If the urine test is positive or cannot be confirmed as negative, a serum pregnancy
test will be required.

- Participants on bisphosphonates may continue receiving bisphosphonate therapy during
study treatment.

Exclusion Criteria:

- The participant has received prior pembrolizumab or any other anti-PD-1, anti-PD-L1,
or anti-PD-L2 therapy, or has participated in any prior studies involving
pembrolizumab

- Hypersensitivity to pembrolizumab or any of its excipients.

- The participant has any history or evidence of active, non-infectious pneumonitis or
interstitial lung disease.

- The participant has an uncontrolled intercurrent illness including, but not limited
to, uncontrolled hypertension, unstable angina pectoris, uncontrolled cardiac
arrhythmia, congestive heart failure (New York Heart Association Class III or IV; see
Appendix B), active ischemic heart disease, myocardial infarction within the previous
six months, uncontrolled diabetes mellitus, chronic liver or renal disease, or severe
malnutrition.

- Concurrent use of potent CYP3A4 inhibitors (see Appendix C), such as ketoconazole and
erythromycin, should be avoided during the study treatment with nab-paclitaxel.

- Pregnant women are excluded from this study because pembrolizumab has the potential
for teratogenic or abortifacient effects. Because there is an unknown but potential
risk for adverse events in nursing infants secondary to treatment of the mother with
pembrolizumab, breastfeeding should be discontinued if the mother is treated with
pembrolizumab.

- Active infection requiring intravenous antibiotics at week 1 day 1.

- Individuals with a history of a second malignancy are ineligible except for the
following circumstances. Individuals with a history of other malignancies are eligible
if they have been disease-free for at least 5 years and are deemed by the investigator
to be at low risk for recurrence of that malignancy. Individuals with the following
cancers are eligible if diagnosed and treated within the past 5 years: cervical cancer
in situ, and non-melanoma cancer of the skin. Participants with other cancers
diagnosed within the past 5 years and felt to be at low risk of recurrence should be
discussed with the study sponsor to determine eligibility.

- The participant has a medical condition that requires chronic systemic steroid therapy
or any other form of immunosuppressive medication including disease modifying agents,
or has required such therapy in the last 2 years. Replacement therapy (eg., thyroxine,
insulin, or physiologic corticosteroid replacement therapy for adrenal or pituitary
insufficiency, etc.) is not considered a form of systemic treatment.

- The participant has an active autoimmune disease or a documented history of autoimmune
disease or syndrome that requires systemic steroids or immunosuppressive agents.

- The participant is positive for Hepatitis B surface antigen, or Hepatitis C RNA.

- Known HIV-positive participants. HIV-positive patients on combination antiretroviral
therapy are ineligible because of the potential for pharmacokinetic interactions with
pembrolizumab.
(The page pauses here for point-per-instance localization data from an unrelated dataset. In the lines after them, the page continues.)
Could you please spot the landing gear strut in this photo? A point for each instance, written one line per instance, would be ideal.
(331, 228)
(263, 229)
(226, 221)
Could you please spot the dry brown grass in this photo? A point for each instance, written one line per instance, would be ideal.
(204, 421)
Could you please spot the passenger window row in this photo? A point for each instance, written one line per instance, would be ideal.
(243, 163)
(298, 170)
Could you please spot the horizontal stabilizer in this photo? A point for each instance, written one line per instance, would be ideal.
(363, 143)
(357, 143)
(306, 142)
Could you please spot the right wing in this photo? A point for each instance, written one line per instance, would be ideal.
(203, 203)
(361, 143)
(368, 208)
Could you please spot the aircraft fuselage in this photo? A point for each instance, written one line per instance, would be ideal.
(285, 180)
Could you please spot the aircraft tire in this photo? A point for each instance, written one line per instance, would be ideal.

In addition, these participants are at increased risk of lethal
infections with bone marrow suppressive therapy, i.e. nab-paclitaxel. Appropriate
studies will be undertaken in participants receiving combination antiretroviral
therapy when indicated.

- The participant has received a live vaccine within 28 days of planned start of study
therapy.

- Seasonal influenza vaccines for infection are generally inactivated flu vaccines and
are allowed; however intranasal influenza vaccines (i.e. Flu-Mist ®) are live
attenuated vaccines, and are not allowed.